Finding a New Telecom Structure

In the wake of the first volley in the Internet usage-based billing wars, isn’t it time we looked at the entire telecommunications structure in this country? Today, some 23 million Canadians are on the Internet. Millions of us use cell phones, and increasingly, smart devices that combine internet, email and messaging, and telephony in one handheld.

Rotary Phone
Our technology no longer looks the same, so why does our telecommunications structure?

In the wake of the first volley in the Internet usage-based billing wars, isn’t it time we looked at the entire telecommunications structure in this country?

Today, some 23 million Canadians are on the Internet. Millions of us use cell phones, and increasingly, smart devices that combine internet, email and messaging, and telephony in one handheld.

Technology companies are rolling out dozens of portable devices that promise to make the desktop computer mobile. Within two years, the promise of a completely mobile telecommunications and information retrieval device will be a ubiquitous reality.

Anyone with even an iota of understanding of the near future can see that it will involve the ability to access mountains of information that will not only entertain us, but also make us far smarter, innovative, and competitive in an increasingly integrated world.

So why are we clinging to a 1970s model of telecom governance?

I am referring, of course, to how Canada created a regulatory body to oversee the private companies that supplied radio and television services, and now have an absolute stranglehold on the information pipelines.

Last week’s furor over bandwidth control, and subsequent retreat by Shaw Cable from its idea to impose bandwidth limits, merely put in play a much larger issue that desperately needs discussing.

There’s an information revolution happening and no amount of foot dragging, hiding our heads in the sand, or regulatory walls will stop it.
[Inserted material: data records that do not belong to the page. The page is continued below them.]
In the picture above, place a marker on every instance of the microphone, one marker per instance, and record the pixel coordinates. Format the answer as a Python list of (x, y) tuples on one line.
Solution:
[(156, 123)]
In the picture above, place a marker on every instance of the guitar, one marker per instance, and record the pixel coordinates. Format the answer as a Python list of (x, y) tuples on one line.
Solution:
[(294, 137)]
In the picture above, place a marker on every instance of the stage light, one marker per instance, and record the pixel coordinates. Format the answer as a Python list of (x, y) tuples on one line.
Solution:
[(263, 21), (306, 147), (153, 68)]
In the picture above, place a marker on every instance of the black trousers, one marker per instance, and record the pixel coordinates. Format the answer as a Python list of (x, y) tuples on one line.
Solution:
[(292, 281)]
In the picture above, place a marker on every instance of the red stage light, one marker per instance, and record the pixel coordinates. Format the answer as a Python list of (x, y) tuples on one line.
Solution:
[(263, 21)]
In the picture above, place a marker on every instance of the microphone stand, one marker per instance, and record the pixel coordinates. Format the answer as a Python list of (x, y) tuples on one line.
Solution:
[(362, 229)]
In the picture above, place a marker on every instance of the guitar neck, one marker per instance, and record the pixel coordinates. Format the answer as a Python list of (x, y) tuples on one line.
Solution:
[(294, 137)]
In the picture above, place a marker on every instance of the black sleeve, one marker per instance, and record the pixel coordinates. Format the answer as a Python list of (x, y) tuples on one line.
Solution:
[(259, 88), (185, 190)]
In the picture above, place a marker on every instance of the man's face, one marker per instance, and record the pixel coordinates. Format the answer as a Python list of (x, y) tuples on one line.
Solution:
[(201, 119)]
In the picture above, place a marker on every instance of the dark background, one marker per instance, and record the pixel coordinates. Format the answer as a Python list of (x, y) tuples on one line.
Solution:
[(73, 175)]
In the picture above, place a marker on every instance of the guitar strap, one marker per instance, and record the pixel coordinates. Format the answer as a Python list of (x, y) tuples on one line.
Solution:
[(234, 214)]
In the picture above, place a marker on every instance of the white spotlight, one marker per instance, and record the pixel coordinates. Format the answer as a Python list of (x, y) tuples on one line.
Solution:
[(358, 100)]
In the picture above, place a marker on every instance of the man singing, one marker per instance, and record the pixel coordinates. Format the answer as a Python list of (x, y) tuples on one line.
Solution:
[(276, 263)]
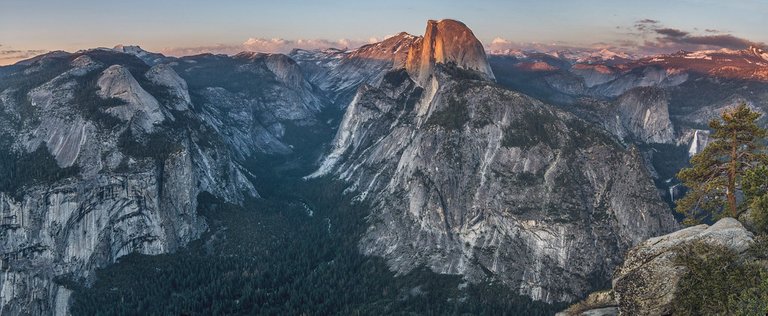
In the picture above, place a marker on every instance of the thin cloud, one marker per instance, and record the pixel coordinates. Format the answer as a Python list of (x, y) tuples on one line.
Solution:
[(648, 21), (265, 45), (672, 32), (720, 41), (11, 56)]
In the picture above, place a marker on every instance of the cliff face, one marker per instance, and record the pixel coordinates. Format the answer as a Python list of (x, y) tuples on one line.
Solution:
[(446, 41), (103, 156), (466, 178)]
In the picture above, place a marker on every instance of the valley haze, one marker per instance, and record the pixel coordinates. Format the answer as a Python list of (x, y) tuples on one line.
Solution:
[(522, 159)]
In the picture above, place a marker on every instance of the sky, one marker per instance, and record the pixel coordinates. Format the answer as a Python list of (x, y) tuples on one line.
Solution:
[(176, 27)]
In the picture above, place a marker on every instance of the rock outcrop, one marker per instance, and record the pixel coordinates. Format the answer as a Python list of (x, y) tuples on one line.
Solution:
[(446, 41), (644, 114), (647, 282), (468, 178), (115, 172), (118, 82)]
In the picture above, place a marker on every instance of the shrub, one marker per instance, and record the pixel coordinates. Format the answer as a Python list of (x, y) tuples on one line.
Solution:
[(715, 281)]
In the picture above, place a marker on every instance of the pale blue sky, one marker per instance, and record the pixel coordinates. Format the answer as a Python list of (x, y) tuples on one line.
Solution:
[(163, 24)]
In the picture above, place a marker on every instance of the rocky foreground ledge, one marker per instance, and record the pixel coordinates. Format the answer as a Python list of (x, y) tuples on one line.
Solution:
[(648, 283)]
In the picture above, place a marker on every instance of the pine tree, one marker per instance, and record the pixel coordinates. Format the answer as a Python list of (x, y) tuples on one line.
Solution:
[(716, 174)]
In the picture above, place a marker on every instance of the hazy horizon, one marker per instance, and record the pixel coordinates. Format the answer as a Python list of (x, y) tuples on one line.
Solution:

Every day I encounter another advance in digital publishing; digital information distribution; learning; experiencing art, music, and film; and even digital warfare.
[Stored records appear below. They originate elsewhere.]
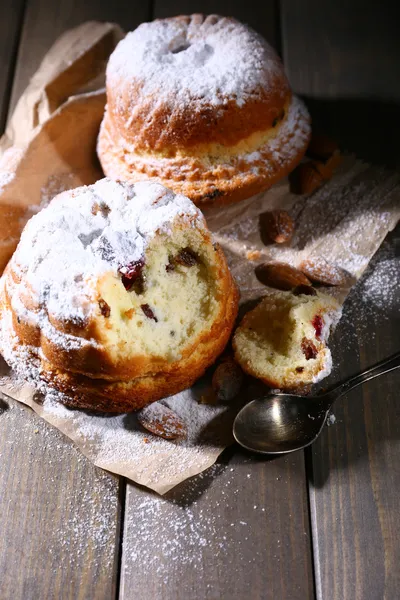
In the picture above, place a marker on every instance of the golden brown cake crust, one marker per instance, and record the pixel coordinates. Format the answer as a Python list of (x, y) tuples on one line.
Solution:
[(71, 352), (208, 111)]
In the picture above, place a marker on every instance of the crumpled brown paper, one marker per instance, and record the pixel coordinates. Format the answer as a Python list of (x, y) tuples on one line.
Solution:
[(49, 146)]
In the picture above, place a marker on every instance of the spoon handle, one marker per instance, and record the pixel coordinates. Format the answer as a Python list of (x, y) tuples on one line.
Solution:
[(384, 366)]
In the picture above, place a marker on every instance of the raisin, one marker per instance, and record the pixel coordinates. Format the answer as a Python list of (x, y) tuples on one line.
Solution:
[(318, 325), (104, 308), (308, 349), (148, 312), (186, 257)]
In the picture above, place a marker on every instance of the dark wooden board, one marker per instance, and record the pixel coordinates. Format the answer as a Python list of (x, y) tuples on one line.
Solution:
[(346, 50), (262, 16), (59, 515), (354, 468), (11, 12), (344, 61), (240, 530)]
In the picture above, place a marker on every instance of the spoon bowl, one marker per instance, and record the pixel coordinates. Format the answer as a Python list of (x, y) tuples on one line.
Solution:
[(279, 423), (282, 423)]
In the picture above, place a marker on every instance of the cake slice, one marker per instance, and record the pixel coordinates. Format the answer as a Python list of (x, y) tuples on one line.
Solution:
[(283, 340)]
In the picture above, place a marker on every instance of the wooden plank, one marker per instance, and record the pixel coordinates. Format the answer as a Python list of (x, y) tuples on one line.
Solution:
[(355, 465), (11, 13), (344, 62), (46, 20), (240, 530), (59, 515), (262, 16), (350, 51)]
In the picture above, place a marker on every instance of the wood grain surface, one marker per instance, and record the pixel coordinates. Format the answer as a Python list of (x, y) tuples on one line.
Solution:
[(354, 467), (11, 15), (343, 59), (59, 516), (240, 530)]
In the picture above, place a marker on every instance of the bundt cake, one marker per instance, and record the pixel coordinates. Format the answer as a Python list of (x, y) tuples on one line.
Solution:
[(203, 105), (116, 296), (283, 340)]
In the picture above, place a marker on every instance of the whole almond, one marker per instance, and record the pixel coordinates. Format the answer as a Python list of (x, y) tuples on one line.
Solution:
[(321, 271), (227, 380), (162, 421), (281, 276), (277, 225)]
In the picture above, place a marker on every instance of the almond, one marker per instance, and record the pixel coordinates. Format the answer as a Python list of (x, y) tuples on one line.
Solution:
[(227, 380), (322, 147), (281, 276), (277, 225), (306, 178), (162, 421), (253, 254), (321, 271), (308, 348)]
Just this morning, I was offered a (free) subscription to a new online magazine about a subject in which I have great interest. It looks just like any other magazine, except it’s digital. Contrary to popular opinion, publishing and information distribution isn’t dead – it’s exploded into a hundred new forms.
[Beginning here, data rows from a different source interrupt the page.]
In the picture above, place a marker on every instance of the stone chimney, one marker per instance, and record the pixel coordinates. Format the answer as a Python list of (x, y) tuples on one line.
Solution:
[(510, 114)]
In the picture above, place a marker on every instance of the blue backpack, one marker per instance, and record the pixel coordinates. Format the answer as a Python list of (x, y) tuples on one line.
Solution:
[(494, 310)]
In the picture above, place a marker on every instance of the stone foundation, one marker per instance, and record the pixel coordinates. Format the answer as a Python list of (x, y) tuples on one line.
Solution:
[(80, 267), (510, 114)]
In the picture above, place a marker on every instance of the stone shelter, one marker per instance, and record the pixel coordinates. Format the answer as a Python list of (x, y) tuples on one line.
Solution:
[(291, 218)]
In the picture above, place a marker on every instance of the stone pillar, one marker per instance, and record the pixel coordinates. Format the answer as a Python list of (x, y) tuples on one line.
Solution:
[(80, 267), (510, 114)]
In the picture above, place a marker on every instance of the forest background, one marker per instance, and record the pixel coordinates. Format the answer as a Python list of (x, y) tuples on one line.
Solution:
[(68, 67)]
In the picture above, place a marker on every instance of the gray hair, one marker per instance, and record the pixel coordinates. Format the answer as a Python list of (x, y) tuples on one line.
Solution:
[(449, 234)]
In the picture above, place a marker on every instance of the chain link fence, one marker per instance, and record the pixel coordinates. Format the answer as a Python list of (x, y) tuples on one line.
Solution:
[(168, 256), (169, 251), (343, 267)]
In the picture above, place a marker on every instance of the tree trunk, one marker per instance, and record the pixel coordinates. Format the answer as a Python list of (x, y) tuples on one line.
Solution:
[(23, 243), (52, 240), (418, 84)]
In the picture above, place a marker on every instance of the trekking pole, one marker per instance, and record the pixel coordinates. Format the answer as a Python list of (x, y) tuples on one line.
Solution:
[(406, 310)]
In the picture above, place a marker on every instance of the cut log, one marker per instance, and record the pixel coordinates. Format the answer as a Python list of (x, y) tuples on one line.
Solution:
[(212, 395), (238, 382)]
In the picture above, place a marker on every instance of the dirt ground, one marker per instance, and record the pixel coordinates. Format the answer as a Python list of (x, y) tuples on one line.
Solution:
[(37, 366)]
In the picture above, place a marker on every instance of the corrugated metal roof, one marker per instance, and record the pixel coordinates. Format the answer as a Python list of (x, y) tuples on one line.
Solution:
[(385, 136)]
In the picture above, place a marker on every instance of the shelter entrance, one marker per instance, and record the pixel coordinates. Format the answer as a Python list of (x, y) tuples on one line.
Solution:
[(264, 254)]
The genie is clearly out of the bottle and every day there’s a new crack in the traditional structure. This means we have to look hard at what that future structure will be.

Are we to have an information distribution system that is controlled by a few mega-corps, in some kind of William Gibson-like uber-web, where you either have to display your bank balance to gain access, or take the guerrilla cyber-terrorist route?

Or will we be living in a country where life-bettering information is available to all citizens who want access to it?

Our current system was developed for a telecommunications system that dominated the last century.

How about we create a new one for this century?